- Original title: Кроткая (Krotkaya)
- Language: Russian
- Genre: Short story

Publication
- Publication date: 1876
- Publication place: Russian Empire
- Media type: Print

= A Gentle Creature =

1876 short story by Fyodor Dostoyevsky

"A Gentle Creature" (Кроткая), sometimes also translated as "The Meek One", is a short story by Fyodor Dostoyevsky written in November 1876. A first-person stream of consciousness narrative, the piece comes with the subtitle of "A Fantastic Story", and it chronicles the relationship between a pawnbroker and a girl that frequents his shop. The story was inspired by a news report that Dostoyevsky read in April 1876 about the suicide of a seamstress. Dostoyevsky referred to it as a "meek suicide" that "keeps haunting you for a long time."

==Plot summary==
The story opens with the narrator in a frenzy about an apparent tragedy that has just befallen his household. His wife has apparently died, as he makes repeated references to her being laid out on a table, presumably lifeless. The narrator proceeds to make an attempt to relate the story to the reader in an effort to make sense of the situation.

The narrator is the owner of a pawnshop, and one of his repeated customers was a young girl of sixteen who always pawns items to earn money to advertise as a governess in the newspaper. The narrator could see that she was in a dire financial situation, and he often gave her much more for her pawned items than they were reasonably worth. The narrator slowly develops an interest in the girl.

The narrator investigates the girl's background, and finds that she is at the mercy of two greedy aunts. The aunts were arranging her marriage to a fat shopkeeper who previously beat both of his ex-wives to death. Once the shopkeeper proposed marriage to the girl, the narrator countered with his own proposal. The girl decides, after some deliberation, to marry the narrator.

The narrator's marriage started out nicely, but his miserly and reserved ways are taxing to his young wife. A dearth of communication and disagreements about how the pawnshop should be run eventually result in arguments, though the narrator insists that they never quarreled.

The narrator's wife begins to make a habit of leaving during the day, and eventually it is discovered that she is visiting Efimovich, a member of the narrator's former regiment. The narrator's wife eventually confronts the narrator with the details that she learned from Efimovich: details about the narrator's shameful departure from his regiment. The narrator is unperturbed, at least externally, and his wife continues her visits to Efimovich. One time, the narrator follows his wife to Efimovich, bringing a revolver. He listens in delight to a verbal duel between his wife and Efimovich, at whom she laughs; and eventually he bursts in and reclaims his wife.

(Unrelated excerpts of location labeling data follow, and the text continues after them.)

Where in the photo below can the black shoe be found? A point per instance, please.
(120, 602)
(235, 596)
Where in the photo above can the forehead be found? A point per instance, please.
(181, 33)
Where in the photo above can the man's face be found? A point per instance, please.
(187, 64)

The narrator and his wife return home. They retire for the night separately. In the morning, the narrator opens his eyes to see that his wife is standing over him with the revolver pointed at his temple. He simply closes his eyes again, and is convinced that he has conquered her with his readiness to accept death. She does not shoot, and the narrator buys her a separate bed that day. That same day, she becomes ill.

The narrator spares no expense for his wife's medical care, and she slowly recovers. Throughout the entire winter the narrator watches his wife furtively, and a watershed moment happens when she begins to sing in his presence. The narrator kisses his wife's feet and promises to be a changed man. He recounts the story of his shame in the regiment, and he promises to take her to Boulogne-sur-Mer. Several days later, the narrator leaves the house to make arrangements for passports.

When the narrator returns home, he is met with a crowd of people outside his house. His wife has committed suicide: she has jumped out of the window while holding an icon. The narrator is convinced that he was only five minutes too late, even though it was ultimately his narcissistic love that drove his gentle wife to suicide.

==Analysis==
The characterization of the narrator has been compared to the underground man of Notes from Underground, and of the pawnbrokers in Crime and Punishment and The Idiot that seek to empower themselves through the accumulation of wealth. The characterization of the narrator and his wife's suicide are meant as a criticism of what Dostoyevsky refers to as kosnost or spiritual stagnation that results from material pursuits.

==Film adaptations==
In 1960, а film adaptation was made by Aleksandr Borisov; in 1969, another adaptation, Une Femme douce (A Gentle Woman), was made by Robert Bresson; in 1995, by Mariusz Treliński as Łagodna; In 1991, Mani Kaul made Nazar, based on A Gentle Creature. The film was produced by the National Film Development Corporation of India (NFDC) and finally, in 1998, Raphael Nadjari did a modern adaptation set in present-day New York, The Shade. In 2014, Sri Lankan filmmaker Prasanna Vithanage based his film, With you, without you. on this story. In 2015, a Vietnamese director Lê Văn Kiệt adapted this story in his film: Dịu Dàng - Gentle. Another 2015 adaption was the Russian film Клетка (The Cage). In 2017, Sergei Loznitsa adapted the story into the feature film A Gentle Creature, which was selected and had its world premiere in the Official Competition at the 2017 Festival de Cannes.